STARTTLS, which is used to secure the email handled by many organizations, isn't perfect, but it can be useful

One of the United States Senate’s most tech-savvy members is asking why much of the US military’s email still isn’t protected by standard STARTTLS encryption technology.

Last month, Sen. Ron Wyden (D-Oregon) shared his concerns with DISA, the federal organization that runs mail.mil for the US army, navy, marines and the Coast Guard:

The technology industry created STARTTLS fifteen years ago to allow email servers to communicate securely and protect email messages from surveillance as they are transmitted over the internet. STARTTLS is widely supported by email server software but, critically, it is often not enabled by default, meaning email server administrators must turn it on.

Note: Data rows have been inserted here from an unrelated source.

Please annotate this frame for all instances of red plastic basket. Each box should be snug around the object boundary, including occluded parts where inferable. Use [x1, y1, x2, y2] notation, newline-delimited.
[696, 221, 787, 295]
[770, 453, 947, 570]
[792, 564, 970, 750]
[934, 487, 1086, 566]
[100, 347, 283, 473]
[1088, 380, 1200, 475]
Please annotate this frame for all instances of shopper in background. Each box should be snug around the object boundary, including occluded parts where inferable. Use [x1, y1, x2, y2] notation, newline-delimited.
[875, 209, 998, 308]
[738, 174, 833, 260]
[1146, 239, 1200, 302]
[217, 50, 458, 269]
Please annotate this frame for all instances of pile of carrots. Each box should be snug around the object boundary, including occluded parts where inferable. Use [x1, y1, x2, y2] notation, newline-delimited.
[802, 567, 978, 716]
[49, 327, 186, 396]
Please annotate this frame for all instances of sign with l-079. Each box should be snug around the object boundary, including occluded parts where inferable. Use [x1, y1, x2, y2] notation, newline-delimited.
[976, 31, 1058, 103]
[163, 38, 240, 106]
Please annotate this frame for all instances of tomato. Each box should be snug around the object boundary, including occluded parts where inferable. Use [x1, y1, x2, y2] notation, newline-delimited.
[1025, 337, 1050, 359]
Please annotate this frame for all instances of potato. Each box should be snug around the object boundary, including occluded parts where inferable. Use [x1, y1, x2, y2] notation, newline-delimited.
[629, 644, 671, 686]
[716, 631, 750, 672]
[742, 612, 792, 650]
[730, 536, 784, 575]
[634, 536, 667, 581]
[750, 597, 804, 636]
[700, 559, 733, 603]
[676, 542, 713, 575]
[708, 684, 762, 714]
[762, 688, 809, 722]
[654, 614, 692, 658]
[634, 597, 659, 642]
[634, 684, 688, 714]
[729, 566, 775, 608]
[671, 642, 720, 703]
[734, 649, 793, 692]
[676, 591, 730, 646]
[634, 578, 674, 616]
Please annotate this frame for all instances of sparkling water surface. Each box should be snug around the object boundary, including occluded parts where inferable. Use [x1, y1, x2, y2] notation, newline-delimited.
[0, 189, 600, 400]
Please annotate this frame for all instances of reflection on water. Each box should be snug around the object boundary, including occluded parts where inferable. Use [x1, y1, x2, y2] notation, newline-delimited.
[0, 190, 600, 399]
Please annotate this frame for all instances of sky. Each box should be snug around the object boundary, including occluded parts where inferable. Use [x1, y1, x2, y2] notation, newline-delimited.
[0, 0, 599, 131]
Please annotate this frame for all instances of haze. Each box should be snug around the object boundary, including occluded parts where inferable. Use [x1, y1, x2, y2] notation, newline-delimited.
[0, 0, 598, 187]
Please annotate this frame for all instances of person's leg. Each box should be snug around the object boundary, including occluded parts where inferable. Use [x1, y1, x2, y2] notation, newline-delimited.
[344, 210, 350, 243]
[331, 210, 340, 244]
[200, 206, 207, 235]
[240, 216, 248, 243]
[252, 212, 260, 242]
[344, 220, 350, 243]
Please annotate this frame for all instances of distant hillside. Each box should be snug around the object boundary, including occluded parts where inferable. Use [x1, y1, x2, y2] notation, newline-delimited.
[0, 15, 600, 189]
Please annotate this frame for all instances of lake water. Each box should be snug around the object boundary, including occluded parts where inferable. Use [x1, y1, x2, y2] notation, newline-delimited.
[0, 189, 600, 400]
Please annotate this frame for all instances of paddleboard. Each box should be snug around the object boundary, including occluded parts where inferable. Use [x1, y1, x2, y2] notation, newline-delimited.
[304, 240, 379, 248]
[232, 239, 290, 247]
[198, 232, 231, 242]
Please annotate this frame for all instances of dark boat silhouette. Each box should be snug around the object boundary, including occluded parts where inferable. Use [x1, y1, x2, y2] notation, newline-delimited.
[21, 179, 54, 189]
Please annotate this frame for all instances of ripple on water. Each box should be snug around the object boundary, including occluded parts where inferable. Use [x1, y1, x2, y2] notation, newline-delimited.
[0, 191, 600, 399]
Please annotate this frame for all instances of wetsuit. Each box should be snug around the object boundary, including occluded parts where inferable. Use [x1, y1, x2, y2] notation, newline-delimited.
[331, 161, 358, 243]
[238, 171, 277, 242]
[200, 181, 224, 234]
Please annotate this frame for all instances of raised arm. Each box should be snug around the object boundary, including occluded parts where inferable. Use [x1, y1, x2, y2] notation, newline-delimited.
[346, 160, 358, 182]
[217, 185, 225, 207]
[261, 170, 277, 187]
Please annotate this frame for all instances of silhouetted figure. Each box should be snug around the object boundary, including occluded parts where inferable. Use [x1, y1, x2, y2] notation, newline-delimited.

Wyden noted that major tech companies including Google, Yahoo, Microsoft, Facebook, Twitter, and Apple use STARTTLS, as do the White House, Congress, NSA, CIA, FBI, Director of National Intelligence, and Department of Homeland Security – but not DISA.

A 2015 Motherboard investigation originally uncovered the limited use of STARTTLS by U.S. government security agencies. Since then, Motherboard reports, many of the aforementioned agencies have started using STARTTLS – but not DISA.

Wyden observed that “until DISA enables STARTTLS, unclassified email messages sent between the military and other organizations will be needlessly exposed to surveillance and potentially compromised by third parties”.

Even if all the military messages sent through DISA’s servers are unclassified, if Wyden is correct, this might conceivably give adversaries additional insights into the US military’s structure, decision-makers, and decision-making processes.

Early reports on Wyden’s letter quoted DISA as saying that it would respond formally to him. DISA told Naked Security:

We are not at liberty to discuss specific tactics, techniques, and procedures by which DISA guards DOD email traffic. Email is one of the largest threat vectors in cyberspace. We can tell you that DISA protects all DOD entities with its Enterprise Email Security Gateway Solution (EEMSG) as a first line of defense for email security.

DISA’s DOD Enterprise Email (DEE) utilizes the EEMSG for internet email traffic and currently rejects more than 85% of daily email traffic due to malicious behavior. DISA inspects the remaining 15% of email traffic to detect advanced, persistent cybersecurity threats. The Agency always makes deliberate risk-based decisions in the tools it uses for cybersecurity, to include email protocols for the DoD.

In the “news you can use” spirit, this might be a good time for a brief primer on STARTTLS. This SMTP extension aims to partially remedy a fundamental shortcoming of the original SMTP email protocol: it didn’t provide a way to signal that email communication should be secured as messages hop across servers towards their destinations.

Using STARTTLS, an SMTP client can connect over a secure TLS-enabled port; the server can then advertise that a secure connection is available, and the client can request to use it.

STARTTLS isn’t perfect. It can be vulnerable to downgrade attacks, where an illicit “man-in-the-middle” deletes a server’s response that STARTTLS is available. Seeing no response, the client sends its message via an insecure connection, just as it would have if STARTTLS never existed. But, as the Internet Engineering Task Force (IETF) puts it, this “opportunistic security” approach offers “some protection most of the time”.

IETF says protocols like STARTTLS are:

…not intended as a substitute for authenticated, encrypted communication when such communication is already mandated by policy (that is, by configuration or direct request of the application) or is otherwise required to access a particular resource. In essence, [they are] employed when one might otherwise settle for cleartext.

For context, Google reports that 88% of the Gmail messages it sends to other providers are now encrypted via TLS (in other words, both Google and the other provider supports TLS/STARTTLS encryption); 85% of messages inbound to Gmail are encrypted.

Would STARTTLS offer value in securing the military communications DISA manages through mail.mil? From the outside, it’s easy to say “Yes”. But it sure would be fascinating to hear the technical conversation between DISA’s security experts and Senator Wyden’s.

Email service providers are caught on the horns of a dilemma, it seems. Naked Security’s Paul Ducklin says:

STARTTLS only deals with server-to-server encryption of the SMTP part, so it isn’t a replacement for end-to-end encrypted email in environments where that’s appropriate. In other words, there are situations in which you may be able to make a strong case for not needing STARTTLS. But my opinion is that it’s easier just to turn on STARTTLS anyway – just think of all the time you’ll save not having to keep explaining that ‘strong case’ of yours.

As for you: if you aren’t using STARTTLS wherever it’s available to you, why not?


1 Comment

Using it and Forcing it options:
We have it enabled, but like you said, it can auto downgrade if the other server doesn’t have it enabled. However you can force it for specific (or all) domains, which we do to for specific business partners (to prevent MitM), but not all Email. As it would prevent communication with those that may have sloppy managed Email. We use an encrypted portal for anyone else (not forced TLS) if there is confidential info to be shared. Works for us.